O setor de transportes é responsável por aproximadamente 25% das emissões mundiais de dióxido de carbono (CO2), de acordo o Programa das Nações Unidas para o Meio Ambiente (Pnuma).O dado explica por que o Dia Mundial Sem Carro, 22 de setembro, faz parte do calendário de mobilização da Campanha Global de Ações para a Proteção do Clima.

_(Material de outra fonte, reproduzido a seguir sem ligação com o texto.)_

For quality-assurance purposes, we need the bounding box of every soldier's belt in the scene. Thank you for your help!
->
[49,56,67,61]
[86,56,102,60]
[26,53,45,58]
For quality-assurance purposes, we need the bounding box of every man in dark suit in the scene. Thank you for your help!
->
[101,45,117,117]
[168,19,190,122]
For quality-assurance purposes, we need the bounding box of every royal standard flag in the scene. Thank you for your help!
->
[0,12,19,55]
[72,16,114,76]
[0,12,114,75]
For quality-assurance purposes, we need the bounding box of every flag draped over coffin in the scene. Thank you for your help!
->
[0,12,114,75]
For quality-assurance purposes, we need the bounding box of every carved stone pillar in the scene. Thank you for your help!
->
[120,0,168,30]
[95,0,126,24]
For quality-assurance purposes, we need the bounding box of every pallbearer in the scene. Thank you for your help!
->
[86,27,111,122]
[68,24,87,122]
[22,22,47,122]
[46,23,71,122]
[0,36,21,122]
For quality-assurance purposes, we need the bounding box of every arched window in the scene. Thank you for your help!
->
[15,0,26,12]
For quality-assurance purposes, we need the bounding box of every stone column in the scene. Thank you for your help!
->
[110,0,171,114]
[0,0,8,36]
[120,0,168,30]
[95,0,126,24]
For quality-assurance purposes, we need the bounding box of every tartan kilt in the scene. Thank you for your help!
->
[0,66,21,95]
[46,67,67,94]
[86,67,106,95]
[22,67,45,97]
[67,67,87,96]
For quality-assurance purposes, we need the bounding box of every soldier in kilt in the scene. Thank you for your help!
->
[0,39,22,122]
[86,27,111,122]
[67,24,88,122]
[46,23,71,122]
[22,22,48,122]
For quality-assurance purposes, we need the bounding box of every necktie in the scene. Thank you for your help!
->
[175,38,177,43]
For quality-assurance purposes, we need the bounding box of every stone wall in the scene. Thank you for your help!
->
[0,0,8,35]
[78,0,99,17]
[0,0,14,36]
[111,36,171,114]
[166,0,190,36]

E também porque a Federação das Indústrias do Estado de São Paulo (Fiesp) criou um Grupo de Trabalho (GT) para acompanhar as negociações internacionais preparatórias à 15ª Conferência das Partes (COP-15) da Convenção das Nações Unidas sobre Mudança do Clima, que acontecerá em dezembro, na Dinamarca. “Se os países desenvolvidos assumirem metas maiores de redução na emissão dos gases de efeito estufa, isso pode significar maior demanda internacional pelo biodiesel e, principalmente, pelo etanol de cana-de-açúcar produzido no Brasil”, avaliou Rodrigo Lima, gerente-geral do Instituto de Estudos do Comércio e Negociações Internacionais (Ícone), uma organização não-governamental (ONG) criada em 2006 por associações do agronegócio.
Conquistar o mercado externo é o principal anseio das 65 usinas de biodiesel existentes no país, cujas exportações atualmente são insignificantes. Uma lei nacional exige a mistura obrigatória de 4% de biodiesel ao óleo diesel, o que gera uma demanda interna de cerca de 1,8 bilhões de litros de biodiesel por ano. A capacidade de produção instalada das usinas é bem superior: 3,8 bilhões de litros por ano. “O governo federal está outorgando licenças para produção de biodiesel sem levar em consideração a demanda atual pelo produto”, reclamou Roberto Engels, diretor-executivo da usina Biocapital, localizada em Charqueada (SP).